5 thoughts on “Barnet Council urged to prepare for possible redevelopment of Spires shopping centre

  1. My real concern is that the existing multi-storey car park will be demolished to provide more flats and /or parking for the proposed new residents. This would have such a negative impact on parking ability that it would effectively kill off the surrounding shops including Waitrose. No new retail units would be interested in opening up in a declining shopping area already filled with boarded up premises and charity shops.
    This proposed re-development might make a good profit for the developers, but it would be the death knell for High Barnet as a local retail centre and rip the heart and the character out of the area.

  2. I agree with Simon and Saul that a sympathetic mixed, use carefully thought out and high quality redevelopment plan with limited height restriction is probably the best outcome as many of the units have been empty since well before Covid. I would hope that the council, with community input, will work with whoever develops the site to ensure that it offers the best opportunity for our town centre, local and business community.

    We have much to consider

  3. A prolonged if temporary loss of direct access from the car park during any demolition and rebuilding would be a huge commercial stress on businesses in the High street. The same can be said of the reduction in footfall in the town from the closure of the existing Spires tenants, temporary or otherwise.

    Can that commercial challenge be survived? What would apartments built over what could quite probably be long term empty commercial units be like?

    While housing may have been an option in the past does it work here now? It is perhaps not a question of whether HAVING housing on the site could have been a good idea, it is whether closing so much while BUILDING it now is a wise move.

    I share Theresa Villiers’s hope for the Spires to remain the driving force in High Barnet’s role as a shopping area. The existing shopping centre reinvigorated by imaginative new owners and the emergence from Covid could be the best option. These are all questions that need to be asked, they are not the answers.

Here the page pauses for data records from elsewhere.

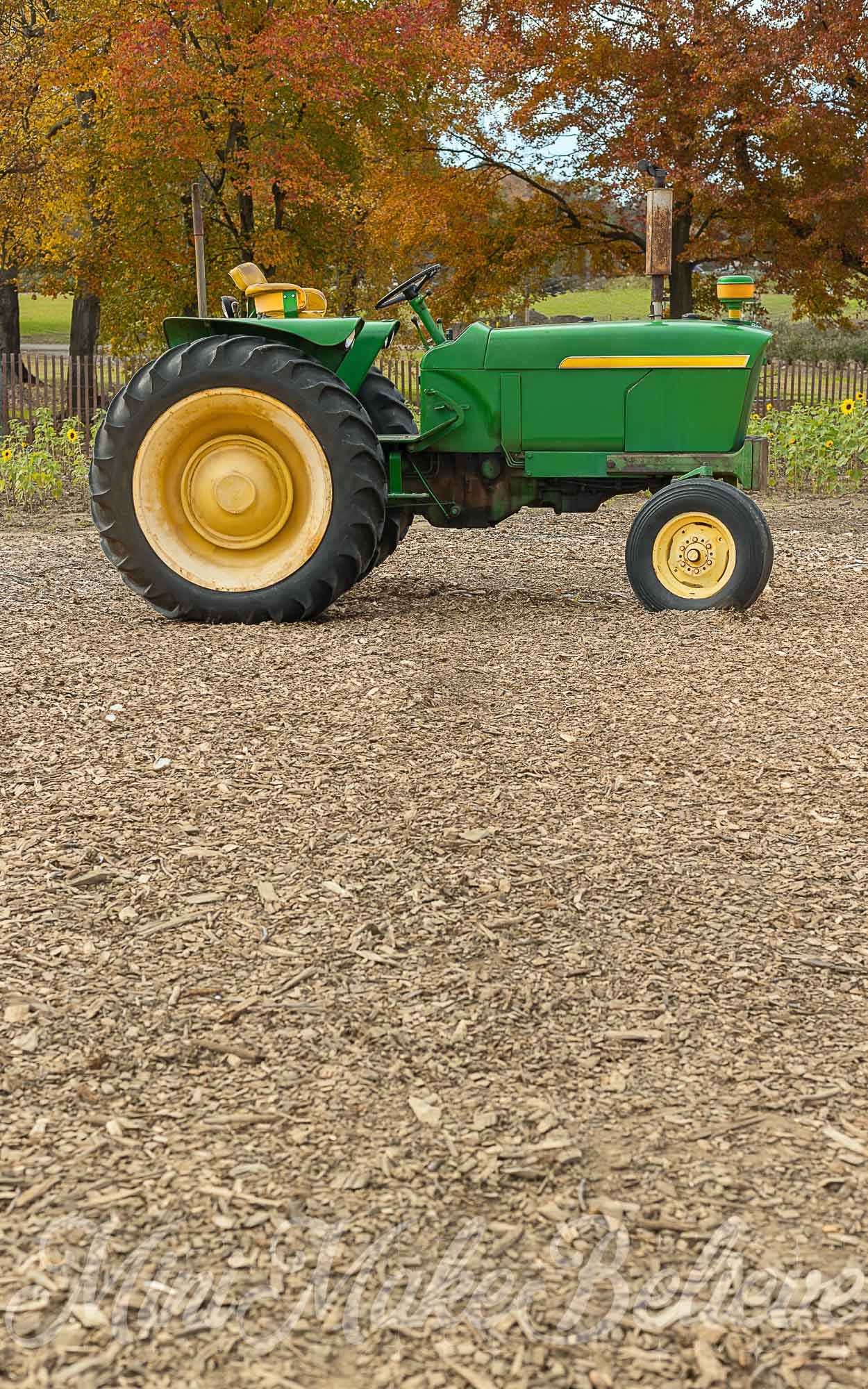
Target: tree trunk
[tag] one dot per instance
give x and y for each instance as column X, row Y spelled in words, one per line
column 84, row 334
column 681, row 290
column 10, row 323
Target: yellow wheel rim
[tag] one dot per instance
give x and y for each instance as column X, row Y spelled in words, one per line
column 694, row 556
column 233, row 490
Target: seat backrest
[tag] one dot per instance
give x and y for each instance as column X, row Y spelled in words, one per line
column 247, row 276
column 269, row 298
column 316, row 306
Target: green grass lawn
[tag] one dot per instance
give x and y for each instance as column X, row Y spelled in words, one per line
column 45, row 320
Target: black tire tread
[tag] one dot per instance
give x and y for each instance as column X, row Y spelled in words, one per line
column 705, row 494
column 265, row 363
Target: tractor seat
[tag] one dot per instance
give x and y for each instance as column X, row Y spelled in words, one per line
column 269, row 298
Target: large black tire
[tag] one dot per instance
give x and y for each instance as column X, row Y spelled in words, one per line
column 696, row 566
column 390, row 415
column 322, row 404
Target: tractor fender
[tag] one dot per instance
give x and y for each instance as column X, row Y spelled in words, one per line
column 370, row 341
column 347, row 347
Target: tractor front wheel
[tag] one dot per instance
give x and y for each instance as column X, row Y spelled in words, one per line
column 698, row 545
column 235, row 480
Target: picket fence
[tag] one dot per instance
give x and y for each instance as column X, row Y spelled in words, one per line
column 80, row 387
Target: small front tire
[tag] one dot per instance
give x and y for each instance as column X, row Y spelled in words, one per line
column 699, row 545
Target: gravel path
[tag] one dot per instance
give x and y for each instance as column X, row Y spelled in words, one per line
column 480, row 937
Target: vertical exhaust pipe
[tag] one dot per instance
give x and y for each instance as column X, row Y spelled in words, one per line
column 199, row 244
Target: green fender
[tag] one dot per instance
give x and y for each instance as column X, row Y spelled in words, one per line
column 347, row 347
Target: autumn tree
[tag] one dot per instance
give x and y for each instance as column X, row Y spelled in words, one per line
column 280, row 109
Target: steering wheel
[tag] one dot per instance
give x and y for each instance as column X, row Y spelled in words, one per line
column 409, row 288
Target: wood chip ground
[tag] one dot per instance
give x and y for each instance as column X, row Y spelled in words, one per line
column 488, row 913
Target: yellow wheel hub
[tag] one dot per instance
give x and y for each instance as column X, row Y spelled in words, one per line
column 233, row 490
column 694, row 555
column 237, row 492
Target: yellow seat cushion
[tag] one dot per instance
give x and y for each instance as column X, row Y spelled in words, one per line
column 269, row 298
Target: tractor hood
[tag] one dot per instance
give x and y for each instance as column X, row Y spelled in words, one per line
column 642, row 345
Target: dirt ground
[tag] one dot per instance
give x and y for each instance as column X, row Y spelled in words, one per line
column 466, row 990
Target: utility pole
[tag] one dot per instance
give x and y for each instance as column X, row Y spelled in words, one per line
column 659, row 234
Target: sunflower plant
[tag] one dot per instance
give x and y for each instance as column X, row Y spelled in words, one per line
column 817, row 448
column 47, row 463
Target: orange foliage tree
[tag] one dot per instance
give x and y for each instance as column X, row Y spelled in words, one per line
column 280, row 109
column 758, row 115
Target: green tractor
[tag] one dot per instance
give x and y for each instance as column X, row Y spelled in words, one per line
column 263, row 466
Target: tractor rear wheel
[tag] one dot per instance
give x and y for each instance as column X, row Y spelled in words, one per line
column 698, row 545
column 235, row 481
column 390, row 415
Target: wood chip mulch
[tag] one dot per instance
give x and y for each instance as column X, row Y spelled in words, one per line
column 485, row 927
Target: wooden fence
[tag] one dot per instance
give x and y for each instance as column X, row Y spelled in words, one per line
column 78, row 387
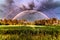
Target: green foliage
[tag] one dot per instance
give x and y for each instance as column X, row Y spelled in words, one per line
column 29, row 33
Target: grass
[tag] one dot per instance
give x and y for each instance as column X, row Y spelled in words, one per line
column 29, row 32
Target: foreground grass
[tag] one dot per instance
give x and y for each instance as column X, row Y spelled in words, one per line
column 29, row 32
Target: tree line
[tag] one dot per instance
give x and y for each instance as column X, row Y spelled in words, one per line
column 52, row 21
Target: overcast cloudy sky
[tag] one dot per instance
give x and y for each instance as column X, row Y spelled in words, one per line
column 25, row 2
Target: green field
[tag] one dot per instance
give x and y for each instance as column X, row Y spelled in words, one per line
column 29, row 32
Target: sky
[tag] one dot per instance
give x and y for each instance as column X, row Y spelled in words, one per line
column 25, row 2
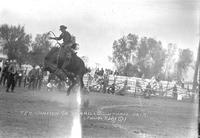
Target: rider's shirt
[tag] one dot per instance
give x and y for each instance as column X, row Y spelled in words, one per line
column 66, row 37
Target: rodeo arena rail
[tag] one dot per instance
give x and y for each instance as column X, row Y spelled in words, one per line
column 32, row 78
column 122, row 85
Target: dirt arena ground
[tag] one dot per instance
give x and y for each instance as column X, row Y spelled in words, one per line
column 42, row 114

    However Initially we are at the mercy of whoever decides to buy the Spires and what they want to do with it. That will be a commercial decision, albeit hopefully taken by people who actually want to make a success of running shops. That is unlikely to be the same people who wish to build anything else.

  4. I agree with the sentiments about a couple of floors of apartments or town houses over the Spires being possible in a sympathetic development. I could even see potential for a tiny bit higher if the developer could come up with a sympathetic, and perhaps ‘stepped’ design.

    Clearly considerations would need to be made around: light in the courtyards, the impact on shops below to operate, a decent quality of housing, accomodating the market, supporting the existing businesses and I’m sure numerous other things that I can’t think of.

    Of course, a lot of this depends on a developer being able to see beyond their profit line and work for the benefit of the community.

  5. To clarify I am concerned moving forward from here the closing of the access and existing courtyard and central link shops for months or years to build anything new would have a profound impact on the character of the town and as its function as a shopping centre.

    However when the Spires was built I personally thought perhaps two floors of apartments or town houses over the new shops would have been at least an option within the same height. That wasn’t the view that prevailed in the town and council. The starting point today is what we have now. It also seems certain any potential developer is likely to want to build far higher structures that would be taller than current policy and the character of the town could accommodate.

    I am confident the council and in particular our ward councillors will consider the challenges the town faces. I just want to make sure everyone hits the ground running.